No será ésta la primera vez que me leerán asegurando que nuestro deporte no es una catástrofe sino un milagro. Basta leer cualquier diario de los últimos cincuenta años para entender porqué tener campeones mundiales en el deporte no es correspondiente con un país que jamás tendría “campeones mundiales” entre los dirigentes y sus performances en economía, salud, educación u honradez. Sin embargo, estamos llenos de campeones mundiales. Tal vez, en muy pocas horas escucharemos hablar de las medallas de los atletas paralímpicos y, probablemente, a partir de sus conquistas nos enteraremos de que, para estos chicos y chicas, resulta más fácil batir un récord mundial –100 m espalda de Guillermo Marro, por ejemplo– que subirse a un tren o llegar a un aula para estudiar.
Lo del milagro le cabe no sólo a los deportes con menos recursos, sino también a aquellos que son inevitablemente profesionales, como el tenis. Este es un caso emblemático de un deporte cuyos mejores productos son, sin excepciones, consecuencia de esfuerzos particulares. Existe un plan de desarrollo oficial y sabemos que varios presupuestos estatales –nacionales y provinciales– destinan dinero a pagar programas de entrenamiento o clínicas que nadie podrá justificar seriamente. Pero la influencia seria del “Estado” tenístico (AAT) o del “Estado” político no pasa más allá de algún pasaje para algún torneo o de la buena intención por parte de entrenadores muy prestigiosos que trabajan dentro de esa órbita. Hoy, la Asociación Argentina de Tenis acaba de iniciar un programa liderado por Tito Vázquez, uno de los hombres que más sabe de este deporte en la Argentina (no tengo idea quién sabe más, pero no quiero herir susceptibilidades). Una gran idea a la cual, hay que dejar rodar.

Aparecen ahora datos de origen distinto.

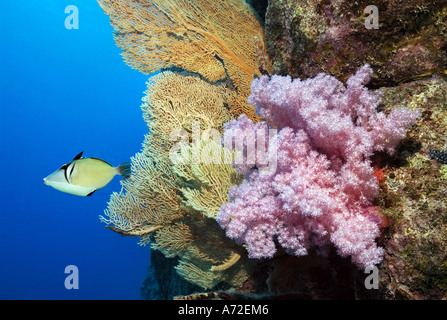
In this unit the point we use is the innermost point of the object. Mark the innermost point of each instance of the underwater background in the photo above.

Dentro de este esquema, nuestro tenis sigue siendo una fábrica de fenómenos. Mientras nos seguimos preguntando si habrá algo más de Gaudio y de Coria, mientras disfrutamos de la madurez de la generación de Cañas, Calleri y compañía, mientras Pico Mónaco atraviesa un año de transición sin haber llegado aún a su plenitud y mientras nos seguimos ilusionando con que el fenomenal talento de Nalbandian tenga algo más de continuidad, ya llegó Juan Martín del Potro.
Lo del tandilense es excepcional en lo estadístico y soberbio en lo deportivo. Los números ayudan a la elocuencia, pero creo que lo que más me asombró de su explosión fue la fortaleza mental que expuso para superarse a sí mismo. Juan tuvo varios momentos para rendirse o para asumir que ya había dado demasiado, y no lo hizo. No existen antecedentes de que un adolescente haya ganado su primer torneo oficial y, de inmediato, otros tres, casi sin perder un set. Pasó del polvo de ladrillo –no es su superficie favorita– al cemento sin sufrir daños y nos regaló el mejor Grand Slam del año, aun perdiendo en un fenomenal partido con Murray. Ese partido fue el símbolo de lo que es, hoy, Juan Martín. El escocés supo jugarle mejor que nadie no sólo al estilo Del Potro, sino especialmente al desgaste que sabía que el tandilense arrastraba. Sin embargo, el argentino lo tuvo en jaque hasta quedar cerca de llevar la historia a un quinto set. En ese partido más que en ningún otro, Del Potro tenía mil motivos para tirar la toalla –2 sets a 0 abajo, molestia en la rodilla izquierda, mucho calor y un rival ladino– y terminó ofreciendo la mejor muestra de eso que, desde el lugar común, se llama “vender cara la derrota”.
Somos muy afortunados los hinchas del deporte argentino. Pese a la inoperancia dirigencial, a la falta de criterio para distribuir los flacos recursos o a la falta de imaginación o decoro para aprovechar los beneficios que generan deportes rentables –recordemos que hace casi una década que nuestro tenis tiene semi privatizado su sector de alta competencia–, los vientres de nuestras madres se resisten a dejar de parir talentos deportivos.
La mamá de Juan Martín del Potro es una de ellas.